São dezessete pessoas a escrever nesta sala, dezesseis das quais me descrevem, porque sou a professora-escritora-que-lhes-passou-o-exercício, enquanto eu descrevo Austin (claro que não se chama Austin, mas é que ele lembra aquele Austin alaudista de Cortázar, e também o cometa Austin que cruzou o paralelo 23, precisamente sobre São Paulo a 25 de maio, e só daqui a milênios deverá retornar, se retornar) uma trinca cujas conexões lógicas me escapam, suspiro, tragando sofregamente o 14º cigarro da noite, pensando este maço vai já e já para o brejo se eu não maneirar, contando as pontas que restam (ou despontam) molemente do maço.
Por isso, de uma forma que me é indizível (senão, não estaria tentando dizê-lo) eu já sabia que o sortearia, que seria ele, mesmo antes de desdobrar o papel e abrir e ler o nome, que a mim caberia descrevê-lo, mesmo porque cartesianamente falando não posso descrever a mim mesma pelo lado de fora, sem contar que há muito passei da idade de imitar Clarice Lispector e dos mata-borrões.
Mas acontece que são quinze, porque embora supostamente Austin também me descreva, é o único a não observar o, digamos, objeto da composição, como manda o bom senso e as regras elementares da redação. Mas não.

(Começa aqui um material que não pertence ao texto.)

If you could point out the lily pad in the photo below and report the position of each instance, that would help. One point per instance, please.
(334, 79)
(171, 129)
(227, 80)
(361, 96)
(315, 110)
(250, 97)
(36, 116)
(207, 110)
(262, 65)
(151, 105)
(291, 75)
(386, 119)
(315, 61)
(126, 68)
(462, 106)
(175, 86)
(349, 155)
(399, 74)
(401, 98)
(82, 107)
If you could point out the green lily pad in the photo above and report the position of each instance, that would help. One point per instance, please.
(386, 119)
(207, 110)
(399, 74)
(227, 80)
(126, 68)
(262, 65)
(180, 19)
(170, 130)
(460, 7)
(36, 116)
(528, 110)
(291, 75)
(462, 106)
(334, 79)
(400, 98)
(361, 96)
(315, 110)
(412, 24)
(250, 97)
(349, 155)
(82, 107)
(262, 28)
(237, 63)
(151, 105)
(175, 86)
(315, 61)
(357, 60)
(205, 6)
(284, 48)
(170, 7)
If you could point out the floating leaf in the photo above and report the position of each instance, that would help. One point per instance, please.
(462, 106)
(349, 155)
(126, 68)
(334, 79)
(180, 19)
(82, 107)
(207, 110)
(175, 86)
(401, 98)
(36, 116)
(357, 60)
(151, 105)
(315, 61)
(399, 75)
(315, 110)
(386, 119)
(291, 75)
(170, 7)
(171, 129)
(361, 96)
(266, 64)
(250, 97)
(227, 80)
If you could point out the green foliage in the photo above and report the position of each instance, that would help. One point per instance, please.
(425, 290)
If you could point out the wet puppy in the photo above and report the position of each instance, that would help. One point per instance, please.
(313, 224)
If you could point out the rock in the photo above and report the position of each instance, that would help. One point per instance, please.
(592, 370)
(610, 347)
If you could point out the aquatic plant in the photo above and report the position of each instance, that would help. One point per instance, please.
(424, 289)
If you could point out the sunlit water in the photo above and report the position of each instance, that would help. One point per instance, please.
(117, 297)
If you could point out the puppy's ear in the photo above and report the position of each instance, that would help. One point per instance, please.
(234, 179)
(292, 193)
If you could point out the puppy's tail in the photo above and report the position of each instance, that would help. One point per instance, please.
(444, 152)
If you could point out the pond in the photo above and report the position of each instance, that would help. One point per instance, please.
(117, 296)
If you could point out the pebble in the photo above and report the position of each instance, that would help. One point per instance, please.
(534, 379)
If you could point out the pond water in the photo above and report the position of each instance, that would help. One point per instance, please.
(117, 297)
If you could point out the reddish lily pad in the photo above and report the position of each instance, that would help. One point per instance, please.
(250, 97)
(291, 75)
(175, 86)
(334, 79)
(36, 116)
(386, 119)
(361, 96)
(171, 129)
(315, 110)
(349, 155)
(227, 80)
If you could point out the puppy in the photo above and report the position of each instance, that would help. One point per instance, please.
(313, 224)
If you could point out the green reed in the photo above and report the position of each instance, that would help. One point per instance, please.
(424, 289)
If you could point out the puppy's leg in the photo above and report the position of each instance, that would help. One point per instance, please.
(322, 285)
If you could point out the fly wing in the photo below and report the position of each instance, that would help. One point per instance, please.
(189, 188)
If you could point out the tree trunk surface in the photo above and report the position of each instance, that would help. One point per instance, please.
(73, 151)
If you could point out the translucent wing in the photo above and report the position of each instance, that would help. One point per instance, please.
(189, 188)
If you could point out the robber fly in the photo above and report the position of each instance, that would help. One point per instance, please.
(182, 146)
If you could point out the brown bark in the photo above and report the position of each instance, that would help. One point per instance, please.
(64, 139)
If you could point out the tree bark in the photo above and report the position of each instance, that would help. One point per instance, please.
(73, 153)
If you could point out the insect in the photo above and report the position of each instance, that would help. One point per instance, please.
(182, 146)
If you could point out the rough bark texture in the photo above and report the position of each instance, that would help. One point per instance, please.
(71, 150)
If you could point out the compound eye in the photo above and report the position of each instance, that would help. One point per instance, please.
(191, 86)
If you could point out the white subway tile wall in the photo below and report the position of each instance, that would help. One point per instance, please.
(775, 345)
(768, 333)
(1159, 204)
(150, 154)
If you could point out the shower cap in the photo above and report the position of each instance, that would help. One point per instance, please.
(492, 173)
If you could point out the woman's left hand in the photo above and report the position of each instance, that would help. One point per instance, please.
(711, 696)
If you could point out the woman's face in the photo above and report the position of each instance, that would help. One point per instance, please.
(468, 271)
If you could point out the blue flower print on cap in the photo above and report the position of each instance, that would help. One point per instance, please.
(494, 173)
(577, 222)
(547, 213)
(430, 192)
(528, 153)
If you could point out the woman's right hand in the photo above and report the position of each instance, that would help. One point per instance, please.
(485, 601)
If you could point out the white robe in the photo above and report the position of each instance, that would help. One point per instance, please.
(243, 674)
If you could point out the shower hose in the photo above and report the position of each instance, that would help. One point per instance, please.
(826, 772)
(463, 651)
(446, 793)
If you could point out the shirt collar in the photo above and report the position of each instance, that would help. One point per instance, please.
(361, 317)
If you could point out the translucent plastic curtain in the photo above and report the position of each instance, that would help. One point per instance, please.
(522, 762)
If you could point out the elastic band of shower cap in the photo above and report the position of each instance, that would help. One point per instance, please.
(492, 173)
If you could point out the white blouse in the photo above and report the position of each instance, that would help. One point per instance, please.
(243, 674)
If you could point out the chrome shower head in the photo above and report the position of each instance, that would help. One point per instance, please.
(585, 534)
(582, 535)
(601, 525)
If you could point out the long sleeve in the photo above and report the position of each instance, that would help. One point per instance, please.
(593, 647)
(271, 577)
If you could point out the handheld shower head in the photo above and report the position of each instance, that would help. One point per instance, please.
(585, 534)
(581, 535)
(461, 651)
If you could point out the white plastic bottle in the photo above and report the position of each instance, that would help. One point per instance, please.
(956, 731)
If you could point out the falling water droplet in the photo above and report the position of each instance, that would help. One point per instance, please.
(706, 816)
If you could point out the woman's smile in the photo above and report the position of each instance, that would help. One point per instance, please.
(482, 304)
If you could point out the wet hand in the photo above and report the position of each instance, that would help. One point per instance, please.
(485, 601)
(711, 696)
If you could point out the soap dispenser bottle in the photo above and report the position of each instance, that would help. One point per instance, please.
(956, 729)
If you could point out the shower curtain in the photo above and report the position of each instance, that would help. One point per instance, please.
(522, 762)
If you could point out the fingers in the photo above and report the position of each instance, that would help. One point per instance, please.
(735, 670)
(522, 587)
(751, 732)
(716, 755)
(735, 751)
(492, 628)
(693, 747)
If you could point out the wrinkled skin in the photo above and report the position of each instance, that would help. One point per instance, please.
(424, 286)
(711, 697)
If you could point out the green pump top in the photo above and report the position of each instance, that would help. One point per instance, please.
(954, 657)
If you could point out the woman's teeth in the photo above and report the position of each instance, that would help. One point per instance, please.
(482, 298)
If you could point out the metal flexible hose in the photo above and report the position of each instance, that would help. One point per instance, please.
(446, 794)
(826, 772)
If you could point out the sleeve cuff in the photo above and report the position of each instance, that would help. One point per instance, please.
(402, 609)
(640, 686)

E não é o fato de saber-se observado com insistência por mim, a mestra, a escritora, porque sou a dona à sua frente e Austin sabe o suficiente sobre mulheres a ponto de não precisar vê-las, basta sorrir e pronto e chega.
Austin deve ter 30 anos – esta idade limite antes de ser o que se pretende e depois de ter sido o que se pressupõe, quando se supõe inatingível, num patamar de infinitas possibilidades gasosas que não mais se liquefazem, tampouco ainda não se solidificam, como todo rabo de foguete, é sabido – está em qualquer putoroscópio.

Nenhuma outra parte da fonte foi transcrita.